In April, the Federal Housing Finance Agency unveiled a new mortgage modification program to offer homeowners who are seriously underwater on their housing payments the opportunity to swim their way out and avoid foreclosure.

  • Dallas, Austin, Denver, Albuquerque and Provo saw the largest increase in equity rich homeowners.
  • Philadelphia, New York and Chicago were among the metros with the largest share of homeowners who qualify for the FHFA program.
  • To qualify, homeowners must occupy their homes, be 90 days delinquent, have an unpaid principal of at least $250,000 and must have a loan-to-value ratio of at least 115 percent after capitalization.

In April, the Federal Housing Finance Agency unveiled a new mortgage modification program to offer homeowners who are seriously underwater on their housing payments the opportunity to swim their way out and avoid foreclosure.

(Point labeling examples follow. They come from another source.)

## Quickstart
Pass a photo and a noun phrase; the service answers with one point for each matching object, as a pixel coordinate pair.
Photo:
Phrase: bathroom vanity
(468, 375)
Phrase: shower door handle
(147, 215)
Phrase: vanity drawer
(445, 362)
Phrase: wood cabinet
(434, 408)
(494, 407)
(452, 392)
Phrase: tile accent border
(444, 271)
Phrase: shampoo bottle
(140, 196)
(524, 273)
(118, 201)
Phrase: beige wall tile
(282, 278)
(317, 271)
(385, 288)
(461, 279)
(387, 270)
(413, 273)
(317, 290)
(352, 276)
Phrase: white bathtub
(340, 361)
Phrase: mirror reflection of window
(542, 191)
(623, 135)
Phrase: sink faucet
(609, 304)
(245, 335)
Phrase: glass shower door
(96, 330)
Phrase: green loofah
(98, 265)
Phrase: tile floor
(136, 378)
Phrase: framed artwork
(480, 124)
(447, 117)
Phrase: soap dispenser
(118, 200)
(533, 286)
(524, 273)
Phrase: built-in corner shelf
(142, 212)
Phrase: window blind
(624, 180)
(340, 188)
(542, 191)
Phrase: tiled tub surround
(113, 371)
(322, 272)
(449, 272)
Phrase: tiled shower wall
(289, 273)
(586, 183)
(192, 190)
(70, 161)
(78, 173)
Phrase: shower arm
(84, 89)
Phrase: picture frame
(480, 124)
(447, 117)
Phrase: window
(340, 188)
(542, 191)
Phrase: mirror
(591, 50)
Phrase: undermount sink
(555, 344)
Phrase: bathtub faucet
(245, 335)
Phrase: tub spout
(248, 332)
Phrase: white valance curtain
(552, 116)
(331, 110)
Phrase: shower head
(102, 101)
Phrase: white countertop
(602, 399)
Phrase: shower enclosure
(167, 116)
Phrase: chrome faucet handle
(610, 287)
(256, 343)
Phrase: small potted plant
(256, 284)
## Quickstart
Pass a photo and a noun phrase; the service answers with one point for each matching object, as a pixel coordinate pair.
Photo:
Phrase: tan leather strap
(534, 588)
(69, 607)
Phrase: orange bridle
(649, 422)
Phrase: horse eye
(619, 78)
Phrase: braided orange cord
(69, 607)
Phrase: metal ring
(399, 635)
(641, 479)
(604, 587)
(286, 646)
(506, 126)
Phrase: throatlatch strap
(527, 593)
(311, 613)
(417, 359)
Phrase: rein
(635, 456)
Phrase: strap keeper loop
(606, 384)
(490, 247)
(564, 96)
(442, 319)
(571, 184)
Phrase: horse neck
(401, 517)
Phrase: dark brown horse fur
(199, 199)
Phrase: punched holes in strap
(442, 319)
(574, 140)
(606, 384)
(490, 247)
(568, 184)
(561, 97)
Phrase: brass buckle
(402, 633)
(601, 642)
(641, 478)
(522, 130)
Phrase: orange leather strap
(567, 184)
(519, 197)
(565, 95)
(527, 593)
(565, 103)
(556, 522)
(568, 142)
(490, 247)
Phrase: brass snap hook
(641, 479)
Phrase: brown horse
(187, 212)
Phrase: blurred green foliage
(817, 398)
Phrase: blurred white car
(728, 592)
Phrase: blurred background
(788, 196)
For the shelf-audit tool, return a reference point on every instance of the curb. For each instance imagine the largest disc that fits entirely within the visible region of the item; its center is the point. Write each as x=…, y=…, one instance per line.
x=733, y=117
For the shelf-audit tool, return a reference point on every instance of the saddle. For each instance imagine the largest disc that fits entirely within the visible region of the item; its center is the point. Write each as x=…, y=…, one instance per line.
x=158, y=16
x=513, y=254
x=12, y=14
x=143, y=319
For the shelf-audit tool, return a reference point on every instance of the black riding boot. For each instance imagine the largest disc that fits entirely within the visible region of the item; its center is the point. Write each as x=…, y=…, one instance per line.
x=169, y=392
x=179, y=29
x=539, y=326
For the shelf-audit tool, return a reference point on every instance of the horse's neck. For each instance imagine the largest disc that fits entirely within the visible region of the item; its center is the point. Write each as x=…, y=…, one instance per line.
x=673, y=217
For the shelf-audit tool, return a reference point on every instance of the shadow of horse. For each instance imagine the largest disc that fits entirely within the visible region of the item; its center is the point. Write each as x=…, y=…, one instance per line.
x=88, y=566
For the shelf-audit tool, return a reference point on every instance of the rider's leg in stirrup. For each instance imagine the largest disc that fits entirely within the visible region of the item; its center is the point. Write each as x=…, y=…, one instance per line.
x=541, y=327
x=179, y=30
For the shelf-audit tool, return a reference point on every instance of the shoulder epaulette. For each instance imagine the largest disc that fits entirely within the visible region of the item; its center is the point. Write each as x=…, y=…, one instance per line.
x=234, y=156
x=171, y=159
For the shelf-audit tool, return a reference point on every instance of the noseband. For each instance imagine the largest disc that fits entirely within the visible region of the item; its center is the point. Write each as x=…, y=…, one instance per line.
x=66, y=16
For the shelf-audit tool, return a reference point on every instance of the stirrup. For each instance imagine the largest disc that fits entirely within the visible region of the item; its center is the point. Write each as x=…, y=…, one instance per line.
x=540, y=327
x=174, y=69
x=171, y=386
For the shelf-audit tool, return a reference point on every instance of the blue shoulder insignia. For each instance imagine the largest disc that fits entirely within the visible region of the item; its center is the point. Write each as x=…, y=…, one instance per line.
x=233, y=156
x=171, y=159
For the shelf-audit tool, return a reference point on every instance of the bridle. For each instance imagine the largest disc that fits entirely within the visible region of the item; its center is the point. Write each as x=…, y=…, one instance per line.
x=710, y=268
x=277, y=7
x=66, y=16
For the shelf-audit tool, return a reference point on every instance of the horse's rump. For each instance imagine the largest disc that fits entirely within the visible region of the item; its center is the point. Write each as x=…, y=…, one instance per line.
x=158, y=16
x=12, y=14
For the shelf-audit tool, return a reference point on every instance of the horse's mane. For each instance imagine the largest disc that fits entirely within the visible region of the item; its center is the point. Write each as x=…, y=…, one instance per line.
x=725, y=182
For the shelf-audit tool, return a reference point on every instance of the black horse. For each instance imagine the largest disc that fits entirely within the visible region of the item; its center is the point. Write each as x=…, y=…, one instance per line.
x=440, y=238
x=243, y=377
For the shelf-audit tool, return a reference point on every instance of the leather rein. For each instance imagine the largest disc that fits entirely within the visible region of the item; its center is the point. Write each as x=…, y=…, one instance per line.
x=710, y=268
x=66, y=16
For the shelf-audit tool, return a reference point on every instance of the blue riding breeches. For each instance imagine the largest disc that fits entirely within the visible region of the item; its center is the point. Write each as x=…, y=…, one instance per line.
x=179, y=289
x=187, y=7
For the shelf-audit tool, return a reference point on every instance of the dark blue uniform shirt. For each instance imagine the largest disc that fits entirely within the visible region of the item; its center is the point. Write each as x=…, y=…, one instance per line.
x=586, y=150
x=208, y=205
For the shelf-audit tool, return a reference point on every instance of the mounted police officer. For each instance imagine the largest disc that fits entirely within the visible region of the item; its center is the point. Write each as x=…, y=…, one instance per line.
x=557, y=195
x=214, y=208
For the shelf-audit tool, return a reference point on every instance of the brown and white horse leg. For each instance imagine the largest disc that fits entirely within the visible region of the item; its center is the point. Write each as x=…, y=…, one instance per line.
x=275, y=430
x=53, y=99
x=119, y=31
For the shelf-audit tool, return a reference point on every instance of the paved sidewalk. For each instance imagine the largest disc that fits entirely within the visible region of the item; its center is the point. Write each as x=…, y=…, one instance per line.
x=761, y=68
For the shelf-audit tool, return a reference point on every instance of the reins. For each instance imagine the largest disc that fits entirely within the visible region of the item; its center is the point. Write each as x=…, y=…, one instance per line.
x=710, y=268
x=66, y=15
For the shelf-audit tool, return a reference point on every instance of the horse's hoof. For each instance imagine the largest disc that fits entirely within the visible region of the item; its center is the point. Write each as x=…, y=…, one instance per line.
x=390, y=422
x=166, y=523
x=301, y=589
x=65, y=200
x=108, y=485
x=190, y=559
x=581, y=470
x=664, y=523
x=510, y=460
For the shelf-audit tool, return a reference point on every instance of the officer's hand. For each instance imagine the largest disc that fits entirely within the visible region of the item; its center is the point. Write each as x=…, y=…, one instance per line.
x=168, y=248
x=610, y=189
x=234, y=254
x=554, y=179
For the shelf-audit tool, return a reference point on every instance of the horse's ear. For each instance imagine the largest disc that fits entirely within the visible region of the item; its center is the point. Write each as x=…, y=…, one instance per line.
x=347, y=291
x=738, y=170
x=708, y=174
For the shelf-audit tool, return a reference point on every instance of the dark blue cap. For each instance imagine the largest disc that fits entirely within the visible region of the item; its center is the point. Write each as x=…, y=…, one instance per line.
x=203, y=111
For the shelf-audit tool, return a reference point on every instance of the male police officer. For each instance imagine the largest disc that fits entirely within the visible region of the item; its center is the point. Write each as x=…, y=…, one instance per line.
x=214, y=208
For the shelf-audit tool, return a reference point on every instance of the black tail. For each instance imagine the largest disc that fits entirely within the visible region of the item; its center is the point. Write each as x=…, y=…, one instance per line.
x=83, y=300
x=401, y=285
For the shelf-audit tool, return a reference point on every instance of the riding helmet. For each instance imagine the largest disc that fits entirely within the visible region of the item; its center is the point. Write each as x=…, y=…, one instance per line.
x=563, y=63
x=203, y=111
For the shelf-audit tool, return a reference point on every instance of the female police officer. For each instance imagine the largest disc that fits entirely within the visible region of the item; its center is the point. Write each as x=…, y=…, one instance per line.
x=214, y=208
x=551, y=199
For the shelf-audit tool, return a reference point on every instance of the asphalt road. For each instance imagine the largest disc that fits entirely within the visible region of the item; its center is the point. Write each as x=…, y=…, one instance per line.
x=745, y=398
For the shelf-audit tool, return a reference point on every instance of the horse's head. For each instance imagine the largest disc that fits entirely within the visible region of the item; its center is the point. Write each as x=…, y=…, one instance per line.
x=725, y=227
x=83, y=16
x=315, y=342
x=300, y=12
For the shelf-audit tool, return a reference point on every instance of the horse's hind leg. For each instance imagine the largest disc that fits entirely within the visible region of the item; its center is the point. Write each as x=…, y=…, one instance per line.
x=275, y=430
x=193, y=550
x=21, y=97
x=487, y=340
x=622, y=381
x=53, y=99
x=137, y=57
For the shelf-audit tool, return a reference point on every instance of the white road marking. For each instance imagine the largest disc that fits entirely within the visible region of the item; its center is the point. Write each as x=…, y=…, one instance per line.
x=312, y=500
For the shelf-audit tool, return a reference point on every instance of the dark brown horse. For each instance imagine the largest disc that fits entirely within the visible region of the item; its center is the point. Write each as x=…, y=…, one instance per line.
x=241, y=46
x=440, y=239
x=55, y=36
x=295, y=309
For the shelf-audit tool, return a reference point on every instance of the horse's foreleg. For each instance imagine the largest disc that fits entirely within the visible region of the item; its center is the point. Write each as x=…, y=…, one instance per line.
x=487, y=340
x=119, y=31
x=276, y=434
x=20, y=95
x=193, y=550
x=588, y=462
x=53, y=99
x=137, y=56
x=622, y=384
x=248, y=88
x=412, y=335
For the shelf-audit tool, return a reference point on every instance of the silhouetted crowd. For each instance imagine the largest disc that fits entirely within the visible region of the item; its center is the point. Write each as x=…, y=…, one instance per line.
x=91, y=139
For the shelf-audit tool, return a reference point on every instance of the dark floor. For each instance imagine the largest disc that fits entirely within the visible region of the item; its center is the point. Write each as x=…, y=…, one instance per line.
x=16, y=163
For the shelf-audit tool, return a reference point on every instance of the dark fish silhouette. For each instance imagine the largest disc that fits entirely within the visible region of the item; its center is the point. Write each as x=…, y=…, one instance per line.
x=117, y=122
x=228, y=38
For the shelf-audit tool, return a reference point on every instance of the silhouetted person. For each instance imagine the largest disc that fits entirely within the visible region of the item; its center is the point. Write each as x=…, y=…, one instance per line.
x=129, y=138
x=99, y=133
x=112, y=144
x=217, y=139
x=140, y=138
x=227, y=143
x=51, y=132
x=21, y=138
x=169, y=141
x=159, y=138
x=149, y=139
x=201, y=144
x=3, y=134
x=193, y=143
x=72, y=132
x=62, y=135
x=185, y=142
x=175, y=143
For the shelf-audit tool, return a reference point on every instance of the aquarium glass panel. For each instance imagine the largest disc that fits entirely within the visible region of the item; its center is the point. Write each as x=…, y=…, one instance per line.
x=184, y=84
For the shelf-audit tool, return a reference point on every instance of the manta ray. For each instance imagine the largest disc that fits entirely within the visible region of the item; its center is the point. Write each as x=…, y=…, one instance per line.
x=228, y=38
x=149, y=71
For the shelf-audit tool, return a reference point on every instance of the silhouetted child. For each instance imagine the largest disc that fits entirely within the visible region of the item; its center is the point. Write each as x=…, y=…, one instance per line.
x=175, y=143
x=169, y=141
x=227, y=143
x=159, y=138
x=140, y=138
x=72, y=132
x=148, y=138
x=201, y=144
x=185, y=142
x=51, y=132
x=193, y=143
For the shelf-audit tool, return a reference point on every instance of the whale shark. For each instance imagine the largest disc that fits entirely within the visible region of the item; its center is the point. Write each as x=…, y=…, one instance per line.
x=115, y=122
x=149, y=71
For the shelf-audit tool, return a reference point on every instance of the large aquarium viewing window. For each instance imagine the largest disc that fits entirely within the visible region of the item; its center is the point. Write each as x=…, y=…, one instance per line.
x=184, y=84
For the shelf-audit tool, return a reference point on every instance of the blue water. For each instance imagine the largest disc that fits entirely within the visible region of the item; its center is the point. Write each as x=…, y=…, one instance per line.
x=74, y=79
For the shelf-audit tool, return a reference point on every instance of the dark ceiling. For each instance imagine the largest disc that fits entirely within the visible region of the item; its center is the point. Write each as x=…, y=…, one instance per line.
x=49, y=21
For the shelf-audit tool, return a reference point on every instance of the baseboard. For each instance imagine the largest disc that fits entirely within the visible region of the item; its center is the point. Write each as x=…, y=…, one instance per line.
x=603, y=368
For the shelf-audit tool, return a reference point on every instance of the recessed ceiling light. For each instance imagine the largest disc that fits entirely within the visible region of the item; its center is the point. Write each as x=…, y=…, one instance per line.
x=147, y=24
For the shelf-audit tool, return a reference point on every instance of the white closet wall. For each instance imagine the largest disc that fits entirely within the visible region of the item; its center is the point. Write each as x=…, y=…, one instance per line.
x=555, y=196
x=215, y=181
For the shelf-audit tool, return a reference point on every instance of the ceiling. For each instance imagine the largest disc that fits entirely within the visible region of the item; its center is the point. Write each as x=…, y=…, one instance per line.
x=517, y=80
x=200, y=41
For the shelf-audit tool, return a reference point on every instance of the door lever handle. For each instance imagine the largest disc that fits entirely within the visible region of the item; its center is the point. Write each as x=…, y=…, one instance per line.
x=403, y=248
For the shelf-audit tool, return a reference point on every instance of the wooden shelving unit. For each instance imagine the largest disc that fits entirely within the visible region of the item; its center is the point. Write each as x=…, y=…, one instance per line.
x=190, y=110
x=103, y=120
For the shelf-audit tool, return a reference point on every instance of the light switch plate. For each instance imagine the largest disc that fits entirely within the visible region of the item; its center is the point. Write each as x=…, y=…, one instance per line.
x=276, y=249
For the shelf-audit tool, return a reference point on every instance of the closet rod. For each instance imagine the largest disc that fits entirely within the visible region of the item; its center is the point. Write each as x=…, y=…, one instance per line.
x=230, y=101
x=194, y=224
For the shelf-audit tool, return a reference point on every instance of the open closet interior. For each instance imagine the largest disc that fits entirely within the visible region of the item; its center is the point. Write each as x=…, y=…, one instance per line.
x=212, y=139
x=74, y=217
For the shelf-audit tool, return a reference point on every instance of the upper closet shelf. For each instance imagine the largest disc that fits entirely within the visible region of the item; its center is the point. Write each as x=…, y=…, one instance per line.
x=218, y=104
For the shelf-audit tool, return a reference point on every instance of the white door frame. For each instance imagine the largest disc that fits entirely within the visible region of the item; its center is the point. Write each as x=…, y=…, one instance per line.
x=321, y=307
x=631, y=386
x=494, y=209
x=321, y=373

According to the FHFA, homeowners eligible for the program must own and occupy their homes, be 90 days delinquent, have an unpaid principal of at least $250,000 and must have a loan-to-value ratio of at least 115 percent after capitalization.

With all of these factors considered, less than 1 percent of all seriously underwater homes actually qualify, according to the RealtyTrac Q1 2016 U.S. Home Equity and Underwater Report, which named Dallas, Austin, Denver, Albuquerque and Provo as metros with the largest increase in equity rich homeowners.

“This new principal reduction program is designed to reach a highly targeted group of borrowers, so it’s not surprising that the share of seriously underwater borrowers who potentially qualify is razor-thin,” Daren Blomquist, senior vice president at RealtyTrac, said in a statement.

Overall, the number of seriously underwater homes decreased by 638,000 over the past year, and equity right properties increased by nearly 1.3 million.

home_equity_trends_q1_2016

The report found that New Jersey has the largest pool of homeowners who qualify for the loan modification program at 2.56 percent. Following just behind is Illinois (1.07 percent); Florida (0.67 percent); Pennsylvania (0.64 percent); Ohio (0.60 percent); New York (0.60 percent); Massachusetts (0.58 percent); Nevada (0.54 percent); and Wisconsin (0.54 percent).

The metros with the highest share of seriously underwater homes that would qualify for the program included Philadelphia (1.65 percent); New York City (1.20 percent); and Chicago (1.14 percent).

However, the states with the highest shares of underwater properties overall was a bit different. Illinois, Ohio and Florida made both lists, but Nevada and Michigan both have a high share of underwater properties — but not those that would qualify for the loan modification program. Breaking it down by city, none of the same metros were on both lists.

Seriously delinquent homes are less frequent

At the end of the first quarter of 2016, there were more than 6.7 million properties seriously underwater in the nation, which is about 12 percent of all properties with a mortgage.

This figure is down from a year ago, when 13.2 percent, or 7.3 million properties, were seriously delinquent. The peak of seriously underwater homes was 12.8 million, or 28.6 percent of properties in the second quarter of 2012.

The highest share of equity rich homeowners are in Hawaii, California, New York and Maine. Of the metros with the highest share of equity rich homeowners, Portland was the only one that wasn’t in a state on the list. San Jose, San Francisco, Honolulu and Los Angeles made the list.